2−13:階層境界の長い階段を下り抜けるとそこは……


「……よし、そろそろ行くか」


 魔力は既に満タンになっていたが、きっちり5分休んだところで腰を上げる。

 パンフレットによると、次の第4層では新しいモンスターは出てこないとのこと。これまで通りホーンラビット・ブラックバット・ゴブリンの3種がメインの敵になるそうだ。

 まあ、それなら安全マージンを十分取りつつ、これまで通りに少しずつ探索を進めれば……。




「……へ?」


 これまでとは打って変わり、階段を降りた直後がとんでもない大部屋になっていた。後ろこそ壁になっているものの、右、左、前と遮るものが何もなく、視界がかなり開けている。そして---


「「「「キイッ! キイッ!」」」」

「「「「ゲギャギャギャ!」」」」

「「「「ギイィィィ!!」」」」


 大部屋をうろつくモンスターの群れ、群れ、群れ。全て合わせて100を超える数のモンスターが、そこら中を闊歩していた。


「げっ!?」


 つい出てしまった俺の声に反応したのか、大量の視線が一斉に俺の方を振り向いた。

 おいおい、階段降りた直後がモンスターハウスかよ!? 難易度上がり過ぎじゃないのか!?


「"ダークネス"!」

「「「ギッ!?」」」」

「「「「ゲギャッ!?」」」」


 咄嗟に黒霧を周囲へばら撒く。これでホーンラビットとゴブリンの動きは牽制できたが……。


「「「「キイィィィ!」」」」


 黒霧をものともせず、ブラックバットが突っ込んでくる。壁がある方向を除く全方位から、30ではきかない数のブラックバットが時間差で迫ってきていた。


「無理だろこんなもん!」


 急いで階段を上って逃げる。黒霧の中でも俺を追いかけてきたブラックバットは、階段の途中で引き返して……いかなかった。


「!? 嘘だろ、まだ上ってくるのか!?」


 さっき休憩していた階段の中ほどを過ぎても、ブラックバットはまだ追いかけてくる。

 ……もしかして。さっき第3層のブラックバットが遮られていたあの場所が階層の境界で、そこ()モンスターが通り抜けることはできない。

 しかし、階段上は別に安全地帯でもなんでもない(1つ下の階層のモンスターが入ってくるかもしれない)ってことかよ。


 だが幸いなことに、階段という限られた空間にブラックバットが殺到したために、モンスターが来る方向や一度に戦う数を制限させることができた。これならやれるかもしれない。


「"サンダーボルト・チェイン"!」


 意を決して足を止める。1体の敵を撃ち据えた雷撃が、他の敵に次々と飛雷していく……そんなイメージで、振り返りざま魔法を唱えた。


「ギッ!?」

「キィッ!?」

「ビッ!?」


 先頭切って飛んでいたブラックバットに雷撃が着弾し、そこから放射状に雷撃が飛び火していく。7体ほどのブラックバットを焼き焦がしたところで雷撃は止まった。

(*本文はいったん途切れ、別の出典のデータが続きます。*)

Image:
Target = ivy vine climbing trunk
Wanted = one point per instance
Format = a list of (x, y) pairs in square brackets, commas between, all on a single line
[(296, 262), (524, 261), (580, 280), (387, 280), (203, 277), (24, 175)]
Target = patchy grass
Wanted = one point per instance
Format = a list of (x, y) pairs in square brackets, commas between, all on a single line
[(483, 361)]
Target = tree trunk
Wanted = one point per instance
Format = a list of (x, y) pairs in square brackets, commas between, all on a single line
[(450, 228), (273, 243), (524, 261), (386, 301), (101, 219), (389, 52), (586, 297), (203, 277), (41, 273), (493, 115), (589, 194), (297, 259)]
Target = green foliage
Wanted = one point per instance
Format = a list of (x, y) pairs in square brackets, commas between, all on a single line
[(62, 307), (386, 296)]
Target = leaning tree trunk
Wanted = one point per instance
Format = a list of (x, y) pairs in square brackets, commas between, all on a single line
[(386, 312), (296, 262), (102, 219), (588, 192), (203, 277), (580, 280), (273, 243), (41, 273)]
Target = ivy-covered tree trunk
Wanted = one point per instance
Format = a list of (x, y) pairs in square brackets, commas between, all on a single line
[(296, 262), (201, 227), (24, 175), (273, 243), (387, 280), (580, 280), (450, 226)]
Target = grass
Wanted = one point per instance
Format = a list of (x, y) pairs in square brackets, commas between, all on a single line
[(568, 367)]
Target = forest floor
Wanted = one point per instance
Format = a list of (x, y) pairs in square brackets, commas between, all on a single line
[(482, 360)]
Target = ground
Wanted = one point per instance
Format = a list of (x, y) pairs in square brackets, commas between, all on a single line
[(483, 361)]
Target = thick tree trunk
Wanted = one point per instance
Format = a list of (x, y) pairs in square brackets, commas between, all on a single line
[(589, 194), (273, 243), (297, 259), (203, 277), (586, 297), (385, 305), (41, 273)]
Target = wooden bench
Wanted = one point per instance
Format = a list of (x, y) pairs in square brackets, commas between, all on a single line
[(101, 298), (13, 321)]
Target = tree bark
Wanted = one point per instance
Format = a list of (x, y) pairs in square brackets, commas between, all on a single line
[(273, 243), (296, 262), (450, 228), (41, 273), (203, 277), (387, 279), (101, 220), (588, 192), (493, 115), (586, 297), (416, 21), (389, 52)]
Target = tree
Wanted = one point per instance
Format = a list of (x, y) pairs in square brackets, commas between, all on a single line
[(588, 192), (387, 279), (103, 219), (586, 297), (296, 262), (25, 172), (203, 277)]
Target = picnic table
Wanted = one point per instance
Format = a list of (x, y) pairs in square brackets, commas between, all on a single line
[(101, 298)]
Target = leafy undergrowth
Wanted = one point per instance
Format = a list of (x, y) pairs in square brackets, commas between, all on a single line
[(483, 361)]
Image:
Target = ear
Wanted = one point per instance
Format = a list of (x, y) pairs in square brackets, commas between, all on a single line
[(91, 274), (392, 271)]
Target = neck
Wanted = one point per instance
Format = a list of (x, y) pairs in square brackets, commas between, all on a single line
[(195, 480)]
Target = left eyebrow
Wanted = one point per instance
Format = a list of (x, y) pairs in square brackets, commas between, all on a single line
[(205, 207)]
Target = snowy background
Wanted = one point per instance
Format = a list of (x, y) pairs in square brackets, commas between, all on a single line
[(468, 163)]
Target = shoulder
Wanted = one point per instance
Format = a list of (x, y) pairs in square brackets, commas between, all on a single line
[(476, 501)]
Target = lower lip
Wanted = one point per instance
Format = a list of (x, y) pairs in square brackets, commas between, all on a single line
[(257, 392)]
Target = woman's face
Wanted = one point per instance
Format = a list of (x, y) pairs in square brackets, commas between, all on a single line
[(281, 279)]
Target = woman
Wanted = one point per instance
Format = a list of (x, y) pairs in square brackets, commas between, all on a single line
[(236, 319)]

 しかし、後ろからはまだまだブラックバットが押し寄せてくる。


「"サンダーボルト・チェイン"!、"ライトショットガン・ダブル"!、"サンダーボルト・チェイン"!、"サンダーボルト・チェイン"!、"ライトショットガン・ダブル"!」

「「「「ギィィィィッ!?」」」」


 とにかく早口で飛び火する雷を連射し、雷撃をすり抜けてきたブラックバットは2倍増しのライトショットガンで撃ち落とす。魔力がなかなかの勢いで減っていくが、気にする余裕は全く無い。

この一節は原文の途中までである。